Figure . [Operation of the spatial microscope]. Ed. June Olazar Intxausti and Jon Ander Nieto Garai

Expansion microscopy, therefore, provides direct access to the discoveries of those of us who do not have access to sophisticated software or devices, so that this possibility does not remain in the hands of a few. It can be said that it allows us to go beyond the economic situation of scientific groups and that access to information depends on scientific skills, as in other times, and not so much on money. So any subject -- as Mary Anning once was -- would be able to make findings as significant as the ichthyoosaural skeleton, with a few materials available.

BIBLIOGRAPHY

[1] Nieto Garai JA. [Lorizate M. and Contreras FX]. 2021. “Shedding light on membrane rafts structure and dynamics in living cells. [Biochimica and biophysics act]. [Biomembranes, 1864, 183813].

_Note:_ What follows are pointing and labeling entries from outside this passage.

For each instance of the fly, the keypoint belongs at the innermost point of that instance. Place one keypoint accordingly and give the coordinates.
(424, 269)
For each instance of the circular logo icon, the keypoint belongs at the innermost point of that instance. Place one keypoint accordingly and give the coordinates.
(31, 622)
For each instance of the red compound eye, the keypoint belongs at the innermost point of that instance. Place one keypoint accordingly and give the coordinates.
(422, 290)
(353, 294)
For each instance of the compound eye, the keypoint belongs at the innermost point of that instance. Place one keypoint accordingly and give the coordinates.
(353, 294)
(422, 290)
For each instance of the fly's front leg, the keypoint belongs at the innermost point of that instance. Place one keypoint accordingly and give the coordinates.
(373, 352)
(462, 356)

[2] Balzarotti F., Eilers Y. C. Gwosch, Gynna A. Westphal V. Stefani F. Elf J. and Hell S. 2017. “Nanometer resolution imaging and tracking of fluorescent molecules with minimal photon fluxes”. Science 355, 606-612.

[3] Chen F., P. Tillberg W. and Boyden E. S. 2015. “Microscopic expansion.” Science 347, 543–548.

[4] Faulkner E. Thomas S. and Neely R. 2020. “An introduction to the methodology of expansion microscopy”. The International Journal of Biochemistry & Cell Biology, 124, 105764.

[5] Truckenbrodt S., Maidorn M., D. Crzan, Wildhagen H. Kabatas S. and Rizzoli S. 2018. “X10 expansion microscopy enables 25-nm resolution on conventional microscopes”. EMBO reports, 19, e45836.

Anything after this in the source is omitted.